My name is Beth Jen and I'm a Summer of Code student currently adding a hash-based implementation of DISTINCT to PostgreSQL. My prototype is near completion, and the current design is as follows:
I've created a new exec node that uses hash table functions in execGrouping. The node simply sticks distinct values into the hash table and then returns them, else it discards the value. The idea was to then have the optimizer consider using this node instead of the current sort -> unique combination.
However, I've run into an issue where Jonah and Bruce suggested I post the question to the hackers list.

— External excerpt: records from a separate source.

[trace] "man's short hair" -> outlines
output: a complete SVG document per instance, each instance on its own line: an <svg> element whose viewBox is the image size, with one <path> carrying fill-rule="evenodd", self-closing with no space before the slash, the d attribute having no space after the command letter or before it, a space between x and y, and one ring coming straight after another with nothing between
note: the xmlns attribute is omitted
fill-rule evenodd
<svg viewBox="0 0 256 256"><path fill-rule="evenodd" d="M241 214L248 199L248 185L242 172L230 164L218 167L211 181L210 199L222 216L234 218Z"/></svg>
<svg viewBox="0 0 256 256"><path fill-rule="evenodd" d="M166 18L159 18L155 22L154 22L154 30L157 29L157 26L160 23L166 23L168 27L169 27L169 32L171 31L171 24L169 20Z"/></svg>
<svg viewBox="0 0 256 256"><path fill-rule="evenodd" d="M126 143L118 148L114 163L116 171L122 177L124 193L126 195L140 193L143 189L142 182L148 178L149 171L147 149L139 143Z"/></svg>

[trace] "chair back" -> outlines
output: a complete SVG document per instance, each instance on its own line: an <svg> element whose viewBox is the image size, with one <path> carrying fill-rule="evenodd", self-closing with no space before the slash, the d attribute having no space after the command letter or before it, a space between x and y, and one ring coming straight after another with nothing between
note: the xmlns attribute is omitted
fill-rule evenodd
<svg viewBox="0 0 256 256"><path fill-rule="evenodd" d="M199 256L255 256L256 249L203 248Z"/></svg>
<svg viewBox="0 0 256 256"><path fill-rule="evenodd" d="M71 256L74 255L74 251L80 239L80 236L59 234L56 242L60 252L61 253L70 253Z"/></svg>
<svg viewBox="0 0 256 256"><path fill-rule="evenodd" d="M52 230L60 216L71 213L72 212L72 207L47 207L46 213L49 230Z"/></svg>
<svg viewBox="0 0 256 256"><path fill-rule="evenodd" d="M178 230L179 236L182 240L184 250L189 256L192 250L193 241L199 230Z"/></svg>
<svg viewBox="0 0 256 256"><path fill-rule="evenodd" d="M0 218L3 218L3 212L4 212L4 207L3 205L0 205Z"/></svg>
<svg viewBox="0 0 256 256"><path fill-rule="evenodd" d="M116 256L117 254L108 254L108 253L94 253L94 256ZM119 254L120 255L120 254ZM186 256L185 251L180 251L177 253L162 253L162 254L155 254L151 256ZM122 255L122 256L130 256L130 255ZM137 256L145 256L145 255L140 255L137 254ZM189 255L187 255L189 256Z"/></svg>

Right now, the distinct clause adds its targets to the sort clause list when it is parsed. This causes an automatic insertion of the sort node into the query plan before the application of the unique node. The hash-based implementation however is meant to bypass the need to sort. I could just remove this action, but the optimizer should only consider using the hash-based implementation, it should still use the sort -> unique implementation when necessary. (Not to mention, this sort -> unique implementation is used in other cases where unique values are needed, such as in unions.) Therefore, I need to be able to somehow either move this component from the parser into the optimizer, or prevent the creation of a sort node when the query planner chooses to use the hash-based implementation.
What are your suggestions for going about this? Are these approaches feasible without a significant restructuring of the code? Are there any other approaches I should consider?
Thank you for your assistance.
-Beth